Reputation: 43501
I have a DataFrame
and am trying to select a row (given a particular index) and the n
rows preceding it.
I've tried something like:
last_10 = self.market_data.iloc[index:-10]
But this appears to give everything from the index
up until the end of the dataframe minus 10 rows.
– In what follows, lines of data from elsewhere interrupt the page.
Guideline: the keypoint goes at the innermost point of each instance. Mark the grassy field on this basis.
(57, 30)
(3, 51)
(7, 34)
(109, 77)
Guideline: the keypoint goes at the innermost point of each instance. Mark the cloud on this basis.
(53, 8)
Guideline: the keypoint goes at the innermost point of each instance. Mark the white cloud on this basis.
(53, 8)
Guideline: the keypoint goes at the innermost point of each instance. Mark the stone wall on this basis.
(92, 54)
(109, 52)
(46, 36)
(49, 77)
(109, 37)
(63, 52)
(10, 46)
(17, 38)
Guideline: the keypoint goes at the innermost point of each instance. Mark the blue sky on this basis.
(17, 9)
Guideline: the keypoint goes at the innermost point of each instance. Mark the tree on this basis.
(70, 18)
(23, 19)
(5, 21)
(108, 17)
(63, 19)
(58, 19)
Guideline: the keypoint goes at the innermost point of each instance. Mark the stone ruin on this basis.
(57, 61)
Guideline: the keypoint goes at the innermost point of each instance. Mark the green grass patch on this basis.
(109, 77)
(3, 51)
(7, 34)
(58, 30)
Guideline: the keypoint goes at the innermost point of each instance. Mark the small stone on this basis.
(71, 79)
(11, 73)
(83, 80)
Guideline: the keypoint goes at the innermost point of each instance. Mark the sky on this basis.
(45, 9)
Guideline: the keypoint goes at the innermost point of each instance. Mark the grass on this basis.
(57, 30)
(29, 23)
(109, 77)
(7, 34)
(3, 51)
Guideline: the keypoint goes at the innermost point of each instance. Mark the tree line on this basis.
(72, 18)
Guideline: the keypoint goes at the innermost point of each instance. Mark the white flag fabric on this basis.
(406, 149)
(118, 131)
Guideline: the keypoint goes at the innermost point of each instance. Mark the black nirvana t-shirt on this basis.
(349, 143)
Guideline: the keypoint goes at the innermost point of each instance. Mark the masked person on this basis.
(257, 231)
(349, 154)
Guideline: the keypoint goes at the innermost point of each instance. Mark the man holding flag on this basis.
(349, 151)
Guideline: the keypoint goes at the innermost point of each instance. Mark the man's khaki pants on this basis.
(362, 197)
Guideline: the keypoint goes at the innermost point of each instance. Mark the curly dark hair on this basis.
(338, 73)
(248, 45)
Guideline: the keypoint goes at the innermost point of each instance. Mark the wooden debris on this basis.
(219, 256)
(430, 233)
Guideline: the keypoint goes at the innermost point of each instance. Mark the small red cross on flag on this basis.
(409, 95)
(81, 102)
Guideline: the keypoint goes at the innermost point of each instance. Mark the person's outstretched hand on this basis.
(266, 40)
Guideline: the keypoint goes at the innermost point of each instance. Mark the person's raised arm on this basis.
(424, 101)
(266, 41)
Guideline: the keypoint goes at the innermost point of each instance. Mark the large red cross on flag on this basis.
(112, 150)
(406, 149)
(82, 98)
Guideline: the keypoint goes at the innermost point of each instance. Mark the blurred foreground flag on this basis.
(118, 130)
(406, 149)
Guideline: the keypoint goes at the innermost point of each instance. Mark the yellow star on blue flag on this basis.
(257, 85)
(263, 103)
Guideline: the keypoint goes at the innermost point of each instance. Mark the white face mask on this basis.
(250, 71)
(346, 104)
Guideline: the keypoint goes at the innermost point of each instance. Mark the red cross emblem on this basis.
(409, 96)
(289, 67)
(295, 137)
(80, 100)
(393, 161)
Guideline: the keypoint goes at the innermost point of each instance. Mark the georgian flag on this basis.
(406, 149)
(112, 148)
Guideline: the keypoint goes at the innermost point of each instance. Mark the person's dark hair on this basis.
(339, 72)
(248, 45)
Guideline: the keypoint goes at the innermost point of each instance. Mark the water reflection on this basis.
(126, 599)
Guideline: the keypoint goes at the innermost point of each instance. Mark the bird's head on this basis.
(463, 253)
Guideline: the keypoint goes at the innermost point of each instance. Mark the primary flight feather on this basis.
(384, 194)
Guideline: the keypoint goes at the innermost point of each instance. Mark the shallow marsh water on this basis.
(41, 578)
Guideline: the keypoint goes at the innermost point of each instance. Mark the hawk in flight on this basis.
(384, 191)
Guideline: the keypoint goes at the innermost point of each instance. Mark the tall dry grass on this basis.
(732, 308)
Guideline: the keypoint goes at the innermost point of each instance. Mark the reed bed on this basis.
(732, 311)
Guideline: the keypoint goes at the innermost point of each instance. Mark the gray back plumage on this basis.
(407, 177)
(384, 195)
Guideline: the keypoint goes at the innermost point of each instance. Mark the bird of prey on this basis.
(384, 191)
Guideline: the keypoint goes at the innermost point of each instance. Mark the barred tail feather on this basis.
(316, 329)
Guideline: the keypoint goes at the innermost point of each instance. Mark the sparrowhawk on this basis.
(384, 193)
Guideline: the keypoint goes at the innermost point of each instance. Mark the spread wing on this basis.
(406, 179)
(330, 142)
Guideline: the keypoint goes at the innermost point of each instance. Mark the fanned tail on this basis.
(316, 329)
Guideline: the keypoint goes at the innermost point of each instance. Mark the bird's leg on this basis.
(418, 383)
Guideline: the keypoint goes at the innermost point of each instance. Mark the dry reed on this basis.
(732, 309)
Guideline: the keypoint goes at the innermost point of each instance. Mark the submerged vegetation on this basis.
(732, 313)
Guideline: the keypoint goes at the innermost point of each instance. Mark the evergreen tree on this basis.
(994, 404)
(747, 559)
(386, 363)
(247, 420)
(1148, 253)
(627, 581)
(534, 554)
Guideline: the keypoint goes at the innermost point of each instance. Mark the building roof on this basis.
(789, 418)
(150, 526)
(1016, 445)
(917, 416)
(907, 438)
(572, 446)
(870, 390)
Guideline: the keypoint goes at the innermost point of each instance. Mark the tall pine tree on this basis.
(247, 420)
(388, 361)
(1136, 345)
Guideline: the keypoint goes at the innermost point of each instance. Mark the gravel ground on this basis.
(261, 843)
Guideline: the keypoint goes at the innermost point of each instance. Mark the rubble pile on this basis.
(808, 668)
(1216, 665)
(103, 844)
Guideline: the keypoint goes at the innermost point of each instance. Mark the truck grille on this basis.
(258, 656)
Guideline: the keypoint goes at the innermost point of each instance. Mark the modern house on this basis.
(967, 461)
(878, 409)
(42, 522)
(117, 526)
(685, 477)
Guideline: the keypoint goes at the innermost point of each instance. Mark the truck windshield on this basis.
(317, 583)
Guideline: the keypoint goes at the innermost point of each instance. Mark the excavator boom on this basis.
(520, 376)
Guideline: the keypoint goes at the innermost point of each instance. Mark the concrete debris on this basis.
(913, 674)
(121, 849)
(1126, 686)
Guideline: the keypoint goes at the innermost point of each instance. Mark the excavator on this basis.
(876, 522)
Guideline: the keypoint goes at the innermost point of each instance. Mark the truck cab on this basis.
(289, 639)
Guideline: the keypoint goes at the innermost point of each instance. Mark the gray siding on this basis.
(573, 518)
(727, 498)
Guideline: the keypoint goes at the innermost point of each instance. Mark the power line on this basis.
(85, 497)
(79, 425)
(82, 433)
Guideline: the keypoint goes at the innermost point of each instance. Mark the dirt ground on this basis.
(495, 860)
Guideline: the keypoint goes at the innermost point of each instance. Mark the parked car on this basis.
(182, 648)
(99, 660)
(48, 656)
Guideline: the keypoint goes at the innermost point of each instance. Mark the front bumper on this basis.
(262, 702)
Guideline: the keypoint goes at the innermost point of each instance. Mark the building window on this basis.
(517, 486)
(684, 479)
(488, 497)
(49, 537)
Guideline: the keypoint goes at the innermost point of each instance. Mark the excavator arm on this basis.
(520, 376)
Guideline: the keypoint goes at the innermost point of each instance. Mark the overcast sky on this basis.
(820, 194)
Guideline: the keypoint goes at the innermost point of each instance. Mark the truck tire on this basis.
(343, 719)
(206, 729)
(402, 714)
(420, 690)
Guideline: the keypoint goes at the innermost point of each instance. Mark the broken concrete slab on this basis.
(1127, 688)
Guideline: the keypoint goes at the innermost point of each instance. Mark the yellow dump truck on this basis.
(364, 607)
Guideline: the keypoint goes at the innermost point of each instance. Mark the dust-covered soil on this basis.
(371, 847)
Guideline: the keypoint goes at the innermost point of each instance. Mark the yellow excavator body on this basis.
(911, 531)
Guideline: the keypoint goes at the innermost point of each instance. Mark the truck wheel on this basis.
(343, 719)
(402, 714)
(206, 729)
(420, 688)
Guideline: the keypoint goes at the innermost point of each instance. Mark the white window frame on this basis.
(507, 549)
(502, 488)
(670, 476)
What I'd like to happen is to return the row specified by index
and the 10 rows preceding it
Upvotes: 4
Views: 1352
Reputation: 11
I think that te most generic way is by searching up to the index, and then search the last 10 of the previous search:
just:
self.market_data.loc[:index].iloc[-10]
that because your index could be a timestamp.
Upvotes: 1
Reputation: 862611
If general index like DatetimeIndex
use DataFrame.iloc
with Index.get_loc
for position of val
:
print (market_data)
val
Date
1900-01-01 2.0
1900-01-02 3.0
1900-01-03 5.1
1900-01-04 5.0
1900-01-05 6.0
1900-01-06 7.0
1900-01-07 3.0
n = 3
val = '1900-01-04'
pos = market_data.index.get_loc(val)
last_10 = market_data.iloc[pos-n+1:pos+1]
print (last_10)
val
Date
1900-01-02 3.0
1900-01-03 5.1
1900-01-04 5.0
If RangeIndex
- get 3 values before index 4
use DataFrame.loc
:
print (market_data)
Date val
0 1900-01-01 2.0
1 1900-01-02 3.0
2 1900-01-03 5.1
3 1900-01-04 5.0
4 1900-01-05 6.0
5 1900-01-06 7.0
6 1900-01-07 3.0
n = 3
val = 4
last_10 = market_data.loc[val-n+1:val]
print (last_10)
Date val
2 1900-01-03 5.1
3 1900-01-04 5.0
4 1900-01-05 6.0
Upvotes: 2
Reputation: 3290
Use this:
n = 10
last_10 = self.market_data.iloc[index-n:index+1]
When slicing arrays, Python returns everything up until the last index, so you need to add one to include it.